‘That is true, perhaps,’ said Lady William; ‘but after all, you know, the squire of the parish is not everything, and we have all helped to keep things going. You don’t know our aspect of poverty, Leo; perhaps it looks worse than it is. You will find plenty to do, no doubt. If you announce your intentions, I know several people who will be delighted to tell you just what you must do; my brother, of course, first of all.’

‘Shall I put myself, then, in the Rector’s hands?’

‘Oh, don’t let him, mother,’ said Mab (that little girl again: how these little creatures are allowed to put themselves in the front in England!), ‘Uncle James has so many fads. He wants a new organ (we do want it very much) and a new infant school, and he is always, always after the drains! But I know a great many things that it would be delightful to do.’

‘Of course your advice will be the best,’ said her mother. ‘My dear Leo, it is so new to us to find a man delivering himself over to be fleeced, for the good of the people.’

‘Do not use such a word; I am so much in earnest; I am so anxious to do everything I can do. All these years I have been receiving revenues from this place and giving nothing back; and I am lodged like a prince, while these poor people, who do their duty to their country better than I have ever done, are in—what do you call them, sties, stables, worse, a great deal worse, than my horses——’

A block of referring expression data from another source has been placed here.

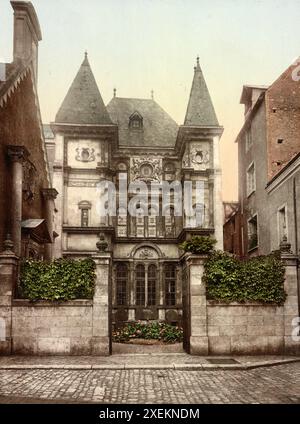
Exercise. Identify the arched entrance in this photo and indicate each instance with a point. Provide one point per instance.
(146, 286)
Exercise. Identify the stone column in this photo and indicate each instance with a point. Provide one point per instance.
(217, 196)
(49, 195)
(17, 155)
(291, 305)
(197, 314)
(102, 306)
(8, 277)
(58, 183)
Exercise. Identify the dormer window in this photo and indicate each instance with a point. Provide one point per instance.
(136, 121)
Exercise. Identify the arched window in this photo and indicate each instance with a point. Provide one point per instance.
(170, 225)
(140, 285)
(170, 284)
(136, 121)
(85, 207)
(121, 284)
(152, 222)
(152, 277)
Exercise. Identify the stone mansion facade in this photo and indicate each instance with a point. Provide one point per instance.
(134, 139)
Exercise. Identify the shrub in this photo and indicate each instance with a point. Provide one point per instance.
(63, 279)
(198, 245)
(258, 279)
(150, 330)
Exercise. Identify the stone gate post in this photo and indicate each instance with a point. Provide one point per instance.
(196, 304)
(102, 305)
(291, 305)
(8, 276)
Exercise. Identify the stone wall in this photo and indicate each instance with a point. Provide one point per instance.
(77, 327)
(215, 328)
(250, 328)
(44, 328)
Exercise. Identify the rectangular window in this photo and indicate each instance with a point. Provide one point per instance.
(282, 223)
(170, 285)
(121, 286)
(252, 233)
(251, 185)
(140, 285)
(84, 217)
(152, 285)
(248, 139)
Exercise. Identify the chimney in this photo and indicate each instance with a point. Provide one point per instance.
(27, 33)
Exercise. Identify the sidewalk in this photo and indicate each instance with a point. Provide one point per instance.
(177, 361)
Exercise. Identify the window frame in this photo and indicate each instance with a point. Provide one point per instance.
(251, 189)
(257, 232)
(170, 295)
(121, 282)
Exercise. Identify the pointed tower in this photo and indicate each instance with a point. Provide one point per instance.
(198, 147)
(83, 103)
(84, 138)
(200, 110)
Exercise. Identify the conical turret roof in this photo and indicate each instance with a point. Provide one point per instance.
(200, 110)
(83, 103)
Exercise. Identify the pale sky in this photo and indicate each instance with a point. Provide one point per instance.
(140, 45)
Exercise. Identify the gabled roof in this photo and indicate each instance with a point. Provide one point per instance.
(158, 130)
(48, 133)
(15, 72)
(83, 103)
(247, 90)
(200, 110)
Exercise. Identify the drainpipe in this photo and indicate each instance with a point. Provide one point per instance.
(296, 239)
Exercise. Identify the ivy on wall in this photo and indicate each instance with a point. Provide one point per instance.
(259, 279)
(62, 279)
(198, 245)
(151, 330)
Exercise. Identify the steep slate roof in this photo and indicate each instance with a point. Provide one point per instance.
(200, 110)
(159, 129)
(48, 133)
(83, 103)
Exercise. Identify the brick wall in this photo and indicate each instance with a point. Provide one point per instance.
(283, 121)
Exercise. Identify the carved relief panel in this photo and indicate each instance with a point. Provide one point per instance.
(85, 153)
(146, 169)
(198, 156)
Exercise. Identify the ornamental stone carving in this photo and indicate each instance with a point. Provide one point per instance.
(145, 253)
(146, 169)
(29, 181)
(85, 154)
(197, 156)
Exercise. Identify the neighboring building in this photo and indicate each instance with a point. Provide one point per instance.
(231, 232)
(134, 139)
(26, 197)
(268, 150)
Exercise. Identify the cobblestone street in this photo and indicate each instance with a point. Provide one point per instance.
(277, 384)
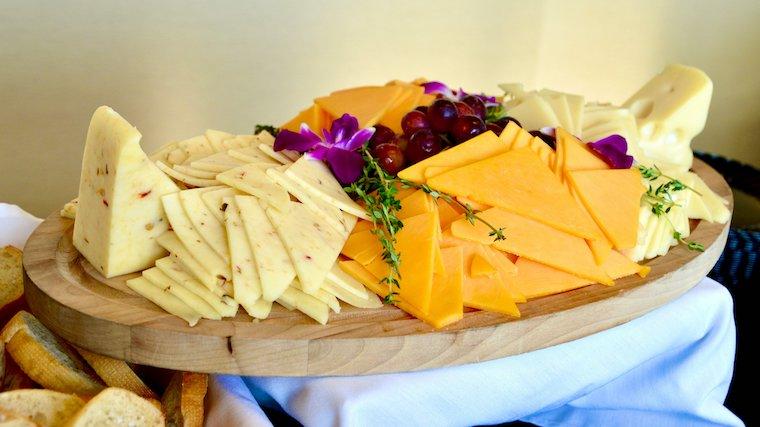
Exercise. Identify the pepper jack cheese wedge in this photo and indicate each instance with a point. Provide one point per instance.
(120, 213)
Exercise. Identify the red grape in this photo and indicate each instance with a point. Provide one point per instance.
(467, 127)
(390, 157)
(382, 135)
(414, 121)
(464, 109)
(477, 105)
(423, 144)
(441, 115)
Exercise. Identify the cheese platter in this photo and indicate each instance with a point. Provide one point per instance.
(383, 229)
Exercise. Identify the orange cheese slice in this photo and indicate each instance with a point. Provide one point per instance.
(520, 182)
(534, 240)
(406, 102)
(368, 104)
(612, 197)
(362, 247)
(576, 155)
(482, 146)
(480, 267)
(537, 280)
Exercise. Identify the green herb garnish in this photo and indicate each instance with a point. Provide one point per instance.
(377, 189)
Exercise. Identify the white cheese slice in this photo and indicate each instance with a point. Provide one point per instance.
(370, 301)
(246, 283)
(217, 162)
(306, 304)
(273, 263)
(120, 214)
(328, 213)
(315, 177)
(208, 226)
(168, 302)
(214, 201)
(216, 138)
(313, 246)
(171, 243)
(186, 179)
(198, 304)
(192, 240)
(252, 180)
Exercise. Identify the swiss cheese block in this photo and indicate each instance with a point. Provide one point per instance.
(537, 280)
(368, 104)
(273, 263)
(483, 146)
(315, 177)
(312, 245)
(520, 182)
(612, 197)
(534, 240)
(120, 213)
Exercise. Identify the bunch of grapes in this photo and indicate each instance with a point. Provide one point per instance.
(428, 130)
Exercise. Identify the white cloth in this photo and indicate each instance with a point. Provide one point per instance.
(669, 367)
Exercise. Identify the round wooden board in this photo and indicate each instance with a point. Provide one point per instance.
(104, 316)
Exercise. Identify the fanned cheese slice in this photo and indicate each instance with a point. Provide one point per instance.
(534, 240)
(313, 246)
(483, 146)
(520, 182)
(192, 240)
(315, 177)
(168, 302)
(252, 180)
(246, 284)
(214, 201)
(612, 197)
(204, 221)
(536, 280)
(272, 260)
(198, 304)
(120, 214)
(368, 104)
(171, 243)
(327, 212)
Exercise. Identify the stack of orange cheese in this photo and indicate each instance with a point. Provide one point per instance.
(566, 216)
(371, 105)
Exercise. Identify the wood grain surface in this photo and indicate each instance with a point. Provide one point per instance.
(104, 316)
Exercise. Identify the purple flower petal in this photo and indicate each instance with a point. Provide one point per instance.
(345, 165)
(612, 150)
(357, 140)
(289, 140)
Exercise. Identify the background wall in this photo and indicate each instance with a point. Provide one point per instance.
(175, 68)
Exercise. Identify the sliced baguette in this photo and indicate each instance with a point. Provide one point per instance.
(11, 282)
(46, 408)
(47, 359)
(117, 373)
(183, 399)
(117, 407)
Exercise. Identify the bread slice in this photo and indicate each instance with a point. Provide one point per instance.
(183, 399)
(9, 419)
(46, 408)
(47, 359)
(117, 407)
(11, 282)
(117, 373)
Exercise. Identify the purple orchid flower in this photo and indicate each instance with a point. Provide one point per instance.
(436, 87)
(337, 147)
(612, 150)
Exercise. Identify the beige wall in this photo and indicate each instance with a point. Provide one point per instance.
(174, 68)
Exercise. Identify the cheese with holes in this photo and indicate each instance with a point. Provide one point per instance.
(120, 214)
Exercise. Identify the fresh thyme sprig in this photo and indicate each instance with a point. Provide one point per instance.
(661, 200)
(377, 189)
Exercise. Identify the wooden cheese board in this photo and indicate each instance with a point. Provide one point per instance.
(106, 317)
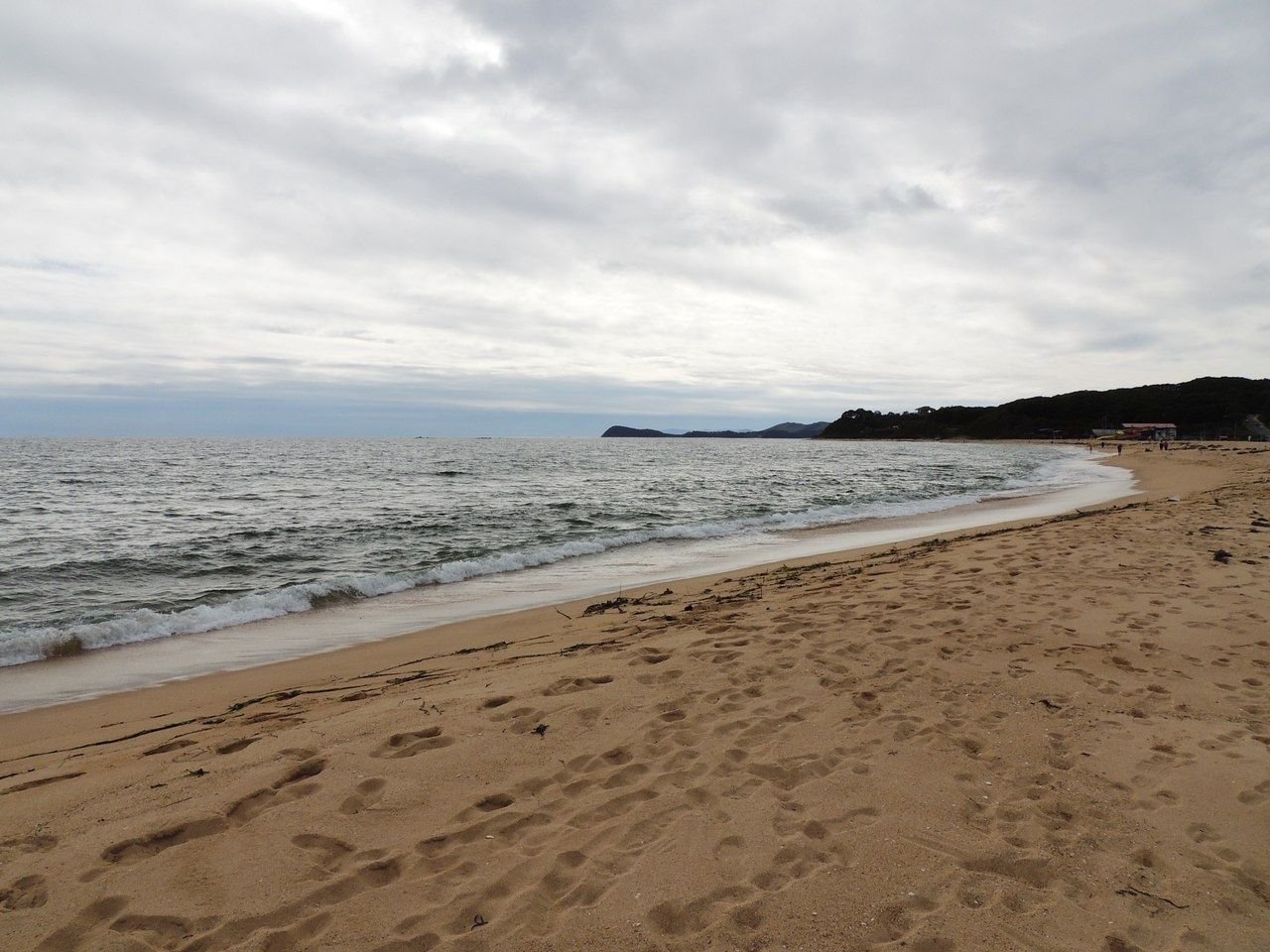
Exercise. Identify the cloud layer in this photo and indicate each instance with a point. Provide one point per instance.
(631, 209)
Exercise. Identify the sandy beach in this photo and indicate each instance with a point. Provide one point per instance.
(1044, 735)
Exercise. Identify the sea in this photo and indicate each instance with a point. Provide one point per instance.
(186, 548)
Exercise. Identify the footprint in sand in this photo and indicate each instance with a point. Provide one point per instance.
(412, 743)
(26, 892)
(289, 787)
(571, 685)
(368, 793)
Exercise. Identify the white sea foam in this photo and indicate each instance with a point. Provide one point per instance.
(24, 645)
(21, 647)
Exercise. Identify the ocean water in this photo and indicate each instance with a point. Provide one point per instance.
(117, 540)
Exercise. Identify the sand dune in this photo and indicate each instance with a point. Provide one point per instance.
(1043, 737)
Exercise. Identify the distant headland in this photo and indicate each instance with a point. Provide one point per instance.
(1206, 408)
(781, 430)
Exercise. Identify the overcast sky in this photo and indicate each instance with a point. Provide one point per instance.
(314, 216)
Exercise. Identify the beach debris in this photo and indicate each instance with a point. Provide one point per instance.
(495, 647)
(621, 602)
(601, 607)
(1132, 892)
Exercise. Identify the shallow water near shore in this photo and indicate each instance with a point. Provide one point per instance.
(253, 551)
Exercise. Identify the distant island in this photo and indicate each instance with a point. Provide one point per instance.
(1207, 408)
(781, 430)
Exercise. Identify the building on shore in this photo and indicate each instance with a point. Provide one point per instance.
(1150, 430)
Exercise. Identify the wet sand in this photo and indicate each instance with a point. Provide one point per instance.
(1046, 735)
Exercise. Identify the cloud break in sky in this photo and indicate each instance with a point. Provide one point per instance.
(314, 216)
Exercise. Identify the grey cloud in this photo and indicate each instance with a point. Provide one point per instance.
(994, 198)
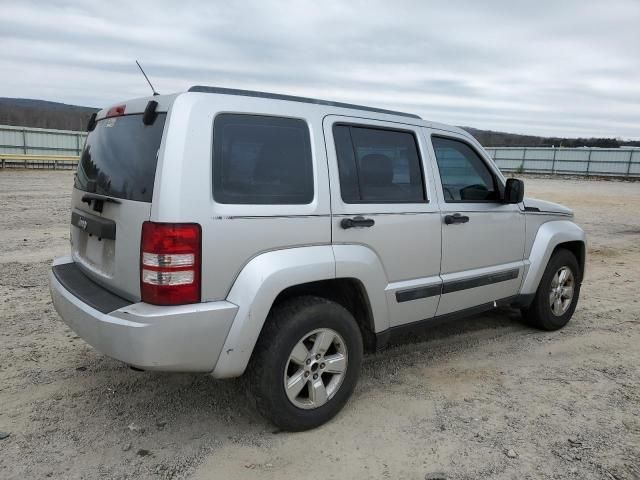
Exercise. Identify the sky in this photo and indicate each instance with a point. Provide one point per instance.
(562, 68)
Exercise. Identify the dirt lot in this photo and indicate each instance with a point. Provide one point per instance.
(484, 398)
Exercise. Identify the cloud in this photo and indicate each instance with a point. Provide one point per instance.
(552, 68)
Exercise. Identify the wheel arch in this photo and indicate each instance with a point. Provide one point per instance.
(550, 237)
(274, 276)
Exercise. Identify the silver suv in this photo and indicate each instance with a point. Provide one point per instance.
(224, 231)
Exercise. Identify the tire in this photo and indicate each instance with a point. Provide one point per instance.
(278, 357)
(546, 311)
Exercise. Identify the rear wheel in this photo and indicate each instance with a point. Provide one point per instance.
(306, 363)
(557, 294)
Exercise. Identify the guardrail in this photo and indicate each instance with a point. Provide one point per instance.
(40, 141)
(599, 162)
(51, 162)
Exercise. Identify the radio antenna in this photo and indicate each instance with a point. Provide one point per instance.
(147, 78)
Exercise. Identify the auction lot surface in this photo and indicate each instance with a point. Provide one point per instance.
(483, 398)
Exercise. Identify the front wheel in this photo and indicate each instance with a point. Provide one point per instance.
(557, 294)
(306, 363)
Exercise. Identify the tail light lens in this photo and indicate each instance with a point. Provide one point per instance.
(170, 259)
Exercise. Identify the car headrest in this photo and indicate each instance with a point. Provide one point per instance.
(376, 169)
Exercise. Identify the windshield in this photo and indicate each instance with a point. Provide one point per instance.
(120, 157)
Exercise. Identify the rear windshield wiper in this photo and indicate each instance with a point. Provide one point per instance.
(87, 197)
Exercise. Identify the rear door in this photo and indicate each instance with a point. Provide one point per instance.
(482, 238)
(112, 195)
(381, 198)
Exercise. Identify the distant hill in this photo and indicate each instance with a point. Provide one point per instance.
(490, 138)
(25, 112)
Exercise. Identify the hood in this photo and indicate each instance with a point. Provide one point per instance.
(546, 207)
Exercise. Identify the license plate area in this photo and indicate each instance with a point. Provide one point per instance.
(93, 242)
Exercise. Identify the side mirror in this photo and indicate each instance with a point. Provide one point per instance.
(513, 191)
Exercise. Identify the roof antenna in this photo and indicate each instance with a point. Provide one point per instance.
(147, 78)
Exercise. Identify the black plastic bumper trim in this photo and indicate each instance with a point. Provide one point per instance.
(79, 285)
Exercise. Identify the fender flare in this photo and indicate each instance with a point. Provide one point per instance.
(265, 276)
(549, 236)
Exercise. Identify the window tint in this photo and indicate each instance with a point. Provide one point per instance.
(120, 156)
(261, 160)
(378, 165)
(464, 175)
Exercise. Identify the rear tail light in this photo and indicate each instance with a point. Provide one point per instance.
(170, 258)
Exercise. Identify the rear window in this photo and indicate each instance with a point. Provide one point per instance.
(261, 160)
(120, 158)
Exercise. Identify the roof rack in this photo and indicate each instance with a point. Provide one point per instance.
(292, 98)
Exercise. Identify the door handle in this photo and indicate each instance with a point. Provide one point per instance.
(357, 222)
(455, 218)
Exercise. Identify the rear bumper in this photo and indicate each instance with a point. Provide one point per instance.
(186, 338)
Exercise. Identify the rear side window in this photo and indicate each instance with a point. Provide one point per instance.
(261, 160)
(378, 165)
(120, 156)
(465, 176)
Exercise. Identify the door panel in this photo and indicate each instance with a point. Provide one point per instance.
(483, 239)
(406, 237)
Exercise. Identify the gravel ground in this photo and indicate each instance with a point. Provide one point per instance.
(483, 398)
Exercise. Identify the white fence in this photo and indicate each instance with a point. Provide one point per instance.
(614, 162)
(36, 143)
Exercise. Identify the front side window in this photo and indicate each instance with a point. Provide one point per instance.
(261, 160)
(465, 176)
(378, 165)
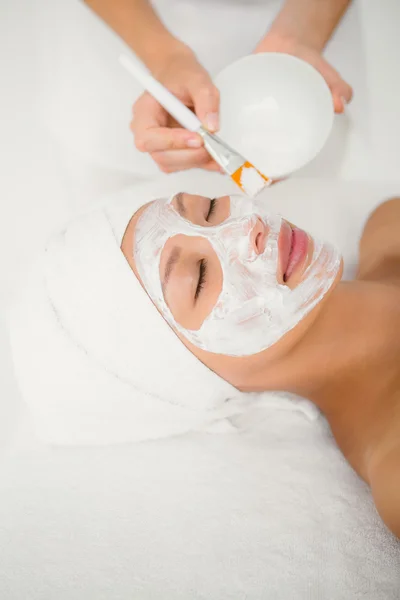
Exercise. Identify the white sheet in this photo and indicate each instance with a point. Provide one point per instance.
(273, 511)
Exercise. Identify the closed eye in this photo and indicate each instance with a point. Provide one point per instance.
(202, 278)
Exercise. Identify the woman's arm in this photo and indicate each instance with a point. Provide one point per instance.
(302, 29)
(385, 485)
(138, 25)
(174, 64)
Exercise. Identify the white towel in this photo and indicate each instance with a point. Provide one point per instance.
(95, 360)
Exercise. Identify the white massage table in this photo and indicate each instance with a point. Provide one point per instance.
(269, 511)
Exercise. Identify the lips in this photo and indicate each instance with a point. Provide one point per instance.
(293, 250)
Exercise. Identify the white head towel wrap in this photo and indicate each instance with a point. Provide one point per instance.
(95, 360)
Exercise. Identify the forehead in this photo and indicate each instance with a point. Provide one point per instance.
(128, 239)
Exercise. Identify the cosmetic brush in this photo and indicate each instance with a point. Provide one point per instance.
(242, 172)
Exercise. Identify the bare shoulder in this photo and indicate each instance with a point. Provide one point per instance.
(380, 244)
(384, 478)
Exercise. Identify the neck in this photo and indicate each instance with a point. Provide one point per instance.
(341, 350)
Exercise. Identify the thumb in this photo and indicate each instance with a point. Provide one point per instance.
(205, 97)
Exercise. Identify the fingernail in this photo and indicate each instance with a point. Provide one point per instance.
(212, 121)
(194, 143)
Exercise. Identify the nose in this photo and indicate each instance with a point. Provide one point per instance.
(258, 236)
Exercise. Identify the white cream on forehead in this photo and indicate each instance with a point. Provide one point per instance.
(253, 310)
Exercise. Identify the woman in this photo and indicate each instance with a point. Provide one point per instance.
(301, 28)
(263, 309)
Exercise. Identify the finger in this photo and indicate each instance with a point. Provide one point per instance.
(339, 103)
(180, 160)
(159, 139)
(205, 98)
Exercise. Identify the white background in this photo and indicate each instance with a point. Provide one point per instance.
(273, 512)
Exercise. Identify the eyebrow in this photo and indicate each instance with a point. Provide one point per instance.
(171, 262)
(181, 204)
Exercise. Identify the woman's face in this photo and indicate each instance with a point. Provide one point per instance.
(235, 282)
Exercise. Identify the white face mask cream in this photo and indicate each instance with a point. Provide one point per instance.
(253, 310)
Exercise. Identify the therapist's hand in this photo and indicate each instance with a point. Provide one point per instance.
(156, 132)
(341, 91)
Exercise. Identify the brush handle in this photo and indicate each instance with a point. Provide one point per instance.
(172, 105)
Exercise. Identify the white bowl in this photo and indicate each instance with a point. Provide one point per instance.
(276, 110)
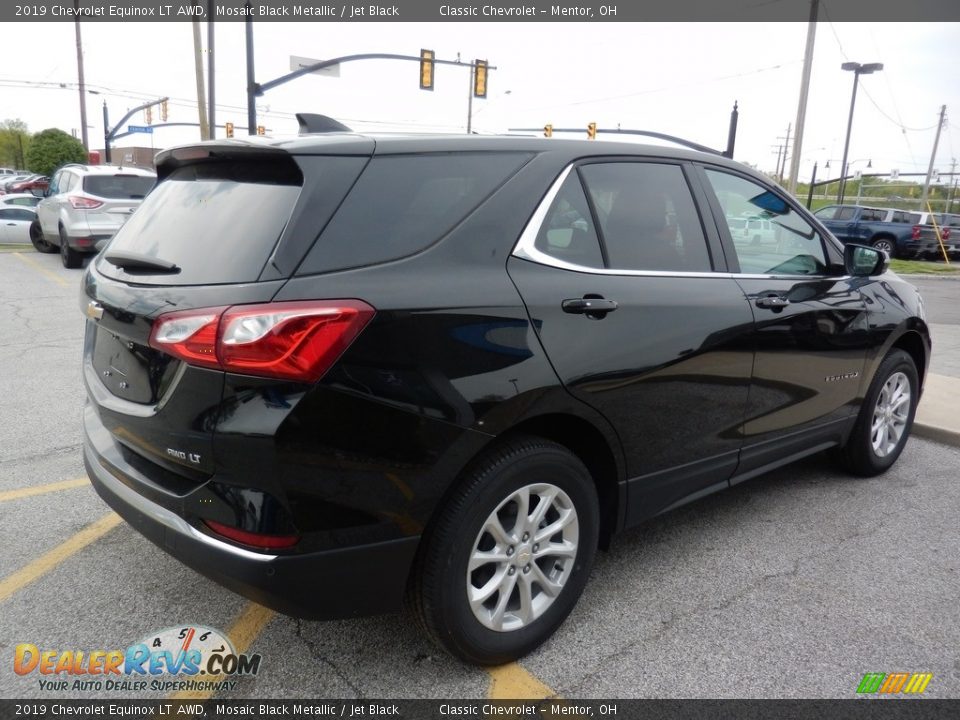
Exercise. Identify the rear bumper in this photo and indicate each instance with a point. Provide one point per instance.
(345, 582)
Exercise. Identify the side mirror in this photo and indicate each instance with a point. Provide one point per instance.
(864, 261)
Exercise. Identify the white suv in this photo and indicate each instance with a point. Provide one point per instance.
(87, 204)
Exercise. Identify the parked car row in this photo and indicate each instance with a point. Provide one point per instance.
(84, 206)
(22, 183)
(899, 233)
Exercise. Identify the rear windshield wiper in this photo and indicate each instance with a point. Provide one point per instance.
(144, 263)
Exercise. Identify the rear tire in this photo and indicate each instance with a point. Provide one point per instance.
(886, 417)
(487, 586)
(68, 256)
(36, 237)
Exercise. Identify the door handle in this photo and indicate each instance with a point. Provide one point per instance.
(774, 302)
(593, 307)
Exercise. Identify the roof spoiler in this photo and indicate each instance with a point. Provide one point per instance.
(313, 123)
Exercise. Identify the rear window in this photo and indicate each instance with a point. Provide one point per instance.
(117, 187)
(402, 204)
(217, 221)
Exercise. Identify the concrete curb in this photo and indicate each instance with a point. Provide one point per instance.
(937, 433)
(938, 417)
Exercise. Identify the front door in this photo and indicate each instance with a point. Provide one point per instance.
(617, 276)
(811, 326)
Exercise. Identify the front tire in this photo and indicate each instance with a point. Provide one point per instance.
(886, 245)
(509, 553)
(886, 417)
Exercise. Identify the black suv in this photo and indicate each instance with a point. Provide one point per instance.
(336, 371)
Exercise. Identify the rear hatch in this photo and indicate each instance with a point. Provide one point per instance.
(219, 230)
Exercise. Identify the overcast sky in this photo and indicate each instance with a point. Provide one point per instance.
(680, 79)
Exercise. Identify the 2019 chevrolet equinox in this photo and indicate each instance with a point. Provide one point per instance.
(337, 371)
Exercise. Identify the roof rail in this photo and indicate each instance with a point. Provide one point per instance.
(313, 123)
(648, 133)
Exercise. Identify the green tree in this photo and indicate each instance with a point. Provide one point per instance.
(14, 142)
(51, 148)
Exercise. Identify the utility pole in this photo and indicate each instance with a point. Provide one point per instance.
(786, 148)
(933, 157)
(804, 90)
(776, 170)
(201, 90)
(953, 188)
(211, 80)
(81, 85)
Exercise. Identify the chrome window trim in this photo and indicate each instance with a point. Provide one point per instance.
(526, 249)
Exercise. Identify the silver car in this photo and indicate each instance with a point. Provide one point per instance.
(86, 204)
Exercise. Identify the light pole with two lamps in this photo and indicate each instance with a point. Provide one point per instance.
(857, 69)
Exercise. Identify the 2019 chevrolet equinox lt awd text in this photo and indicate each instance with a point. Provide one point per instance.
(337, 371)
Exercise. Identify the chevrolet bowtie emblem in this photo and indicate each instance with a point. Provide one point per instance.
(94, 310)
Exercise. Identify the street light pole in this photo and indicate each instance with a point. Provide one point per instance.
(857, 70)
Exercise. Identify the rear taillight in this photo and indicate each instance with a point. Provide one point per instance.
(257, 540)
(290, 340)
(82, 203)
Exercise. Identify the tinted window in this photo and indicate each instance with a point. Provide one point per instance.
(567, 232)
(647, 217)
(791, 247)
(127, 187)
(218, 221)
(402, 204)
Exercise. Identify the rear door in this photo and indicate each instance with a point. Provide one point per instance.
(216, 223)
(617, 274)
(811, 330)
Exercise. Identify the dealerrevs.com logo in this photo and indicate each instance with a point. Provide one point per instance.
(198, 657)
(894, 683)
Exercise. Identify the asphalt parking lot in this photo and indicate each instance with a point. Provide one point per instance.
(792, 585)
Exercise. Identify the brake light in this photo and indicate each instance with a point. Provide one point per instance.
(257, 540)
(289, 340)
(82, 203)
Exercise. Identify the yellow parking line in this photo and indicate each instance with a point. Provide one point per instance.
(244, 631)
(42, 489)
(37, 266)
(48, 561)
(512, 682)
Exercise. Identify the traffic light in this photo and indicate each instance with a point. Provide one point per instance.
(426, 69)
(480, 78)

‘You must not run away with that idea,’ said Lady William. ‘Mab, where can he have been?’

‘I tell you, on Riverside, mother; there are some houses there, old, damp, horrid places; it is quite true.’

‘Dear lady,’ said Mr. Swinford, laying his hand lightly on Lady William’s arm, ‘you consult this child: but what can she know of the miseries which at her age one does not understand?’

Mab kept down by an effort the reply which was breaking from her lips. Child! to a woman of seventeen! and to be told she did not understand: she that knew every soul on Riverside, and what they worked at, and how many children there were, and every domestic incident! She kept leaning across her mother to catch every word, and cast terrible looks at the accuser, though she commanded herself, and allowed Lady William to reply.

‘You forget,’ said Lady William gently, ‘that to us there is no horror about our poor neighbours, Leo. We know most of them as well as we know our own relations, perhaps better; for on that level nothing is hid; whereas on our own, if there is trouble in a house, there is often an attempt to conceal, or perhaps even to deceive outsiders, and pretend that everything is well.’